When is too much email marketing not enough?

Is there such a thing as too much email marketing?

This is a question I get asked a lot – by our clients here at dotMailer, and by marketers I meet in the course of my rounds on the speaking circuit.

My answer is always, “Well… that depends.”

For the record, the best practice answer is this:

  • You should only send email when you have something relevant to say
  • You should rigorously test the sensitivity to receiving email of your audience
  • You should closely monitor your unsubscribe and complaint rates to see if this sensitivity changes

Are we even asking the right question though?

My problem with this ‘how much is too much’ question is that it comes from a negative point of view. It seems to me to be based on a negative base assumption: namely that those who actively opt in to receive emails don’t really want to receive them!

For me, the key question here should in fact be: did your recipients really understand what they were signing up for when opting in to receive your emails?

Approaching the question in this way changes it from “how much is too much,” to “how much is enough?”

Again the answer is going to be “it depends,” but instead of wondering if each email message you send will be the final straw for a jaded subscriber, you can develop and evaluate new ideas that deliver additional value to your recipients, so they are getting the value they signed up for, and then some.

So, are you sending enough?

The answer is probably not.

Here at dotMailer, in every case where we have worked with clients to deliver additional value to their subscribers, the outcome has been an increase in the volume of emails they send.

At the same time we have also increased their email marketing performance across their key performance metrics.

The truth behind the metrics

One of the factors that instills the ‘too much email’ fear in many email marketers is the focus on percentages in email campaign reporting.

Let me show you what I mean, by way of a simple example:

diagram 1

Looking at this sample data you can clearly see that sending that second email has reduced the open rate by 36%, but is that the whole story?

diagram 2

So even though there was a 36% reduction in the open rate, the second approach increased the number of opens by 225 people (or 22.5%). That’s a significant increase in reach, engagement and potential conversions.

“But wait,” I hear you say. “What about the unsubscribe rate?”

Here’s the deal. Every time you email somebody there is a chance they will unsubscribe. But avoiding emailing them is not the way to minimise your unsubscribe rates.

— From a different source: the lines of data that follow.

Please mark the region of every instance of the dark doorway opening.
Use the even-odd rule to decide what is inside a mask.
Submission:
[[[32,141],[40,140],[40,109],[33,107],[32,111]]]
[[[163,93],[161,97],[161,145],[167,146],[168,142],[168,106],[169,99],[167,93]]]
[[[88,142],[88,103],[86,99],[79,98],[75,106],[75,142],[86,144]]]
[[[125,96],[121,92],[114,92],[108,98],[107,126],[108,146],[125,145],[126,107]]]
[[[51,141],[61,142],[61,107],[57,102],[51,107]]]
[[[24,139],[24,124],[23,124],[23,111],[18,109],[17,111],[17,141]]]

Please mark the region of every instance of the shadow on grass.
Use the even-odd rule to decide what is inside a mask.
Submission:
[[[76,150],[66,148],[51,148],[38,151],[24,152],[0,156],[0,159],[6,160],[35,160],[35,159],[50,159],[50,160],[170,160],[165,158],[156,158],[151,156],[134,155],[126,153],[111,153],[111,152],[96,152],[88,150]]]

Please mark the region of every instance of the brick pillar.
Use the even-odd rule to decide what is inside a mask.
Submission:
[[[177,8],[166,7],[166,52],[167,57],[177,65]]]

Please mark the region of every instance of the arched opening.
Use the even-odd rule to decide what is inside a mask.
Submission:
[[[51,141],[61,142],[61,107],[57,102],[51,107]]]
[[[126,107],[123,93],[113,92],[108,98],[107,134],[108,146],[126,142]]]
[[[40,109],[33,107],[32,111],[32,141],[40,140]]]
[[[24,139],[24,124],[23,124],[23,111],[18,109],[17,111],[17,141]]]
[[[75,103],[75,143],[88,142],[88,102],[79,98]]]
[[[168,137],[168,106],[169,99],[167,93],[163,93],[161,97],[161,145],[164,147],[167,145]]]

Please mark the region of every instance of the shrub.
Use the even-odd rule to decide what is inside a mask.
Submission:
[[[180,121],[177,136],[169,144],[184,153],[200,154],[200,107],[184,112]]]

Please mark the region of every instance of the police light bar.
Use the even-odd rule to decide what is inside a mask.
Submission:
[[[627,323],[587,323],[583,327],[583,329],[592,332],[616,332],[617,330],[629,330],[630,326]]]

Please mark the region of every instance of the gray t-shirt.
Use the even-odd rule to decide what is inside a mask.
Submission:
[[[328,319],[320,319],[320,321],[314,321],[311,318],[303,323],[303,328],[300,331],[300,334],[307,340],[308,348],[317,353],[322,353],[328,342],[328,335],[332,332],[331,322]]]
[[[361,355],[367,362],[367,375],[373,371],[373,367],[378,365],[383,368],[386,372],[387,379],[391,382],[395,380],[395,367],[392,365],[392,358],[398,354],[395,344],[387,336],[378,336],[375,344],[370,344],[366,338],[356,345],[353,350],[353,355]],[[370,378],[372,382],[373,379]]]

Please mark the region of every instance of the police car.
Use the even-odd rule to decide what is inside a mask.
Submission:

You’re best placed to do this and to grow your revenue at the same time by making sure you are sending relevant, compelling, value-adding content.

Here are some examples of how sending more emails can help you achieve more net engagement, reach and results.


Your subscribers are busy people (that’s why you wanted them on your list in the first place) and no matter how carefully you schedule the send to each recipient, they may be busy and miss your email.

If they don’t miss it altogether, they may not have the time to read it and plan to go back to it later but never quite make it. If your email goes unopened for a day or two, you should send it again.

You spent a lot of time crafting an email that will appeal to the recipient: it is almost rude not to send it again if they missed it the first time.

(The Remail feature in dotMailer will do this for you automatically, and let you keep the or change the subject line for the follow-up send).

Remind Me email

Along similar lines, some of your readers will open the email but immediately realise they do not have the time to take you up on your offer at that moment. So give them the opportunity to set a reminder for a more appropriate time in the future.

We naturally do this all the time when a child or colleague interrupts us and we ask for them to wait until we get to a natural pause in what we are doing.

To make this manageable, I would suggest that you offer a lunch or evening reminder and maybe a reminder before the offer expires.

These reminders can then be set by the reader simply by clicking the link.  The recorded click can be used to build a segment to which the schedule reminder is set as a triggered email.

(You can set up all of this in minutes with dotMailer’s email marketing automation suite.)

Schedule your holiday then schedule your campaigns

One of the things I notice quite a bit when talking to marketers generally is that most marketing is done in a way to be convenient to the marketer: offers are channel specific not because it makes business sense but because it is too hard to develop a mechanic that works across both online and offline POS systems; email get sent on Thursday because that is when we get them done; and marketing stops when the marketer goes on holiday.

You should go on holiday, find a warm beach or awesome black diamond run. You should relax, have some laughs with your friends or family. You deserve it; you work really hard.

You shouldn’t ignore your readers however, just because you are away from the office.

Scheduling your email campaigns in advance means instead of fully training somebody to back you up when you’re not there, you can show them how to stop a scheduled campaign and make any small tweaks that might be needed while you are away.

(dotMailer lets you schedule and edit scheduled campaigns. And we provide a fully managed campaign service too)

My conclusion

Email marketers of the world –  it’s time to stand up and be proud!

Your readers have asked you to send them relevant emails which add some sort of value to their lives and you deliver.

It’s time to stop asking “Am I sending too much?” And start asking “Am I sending enough?”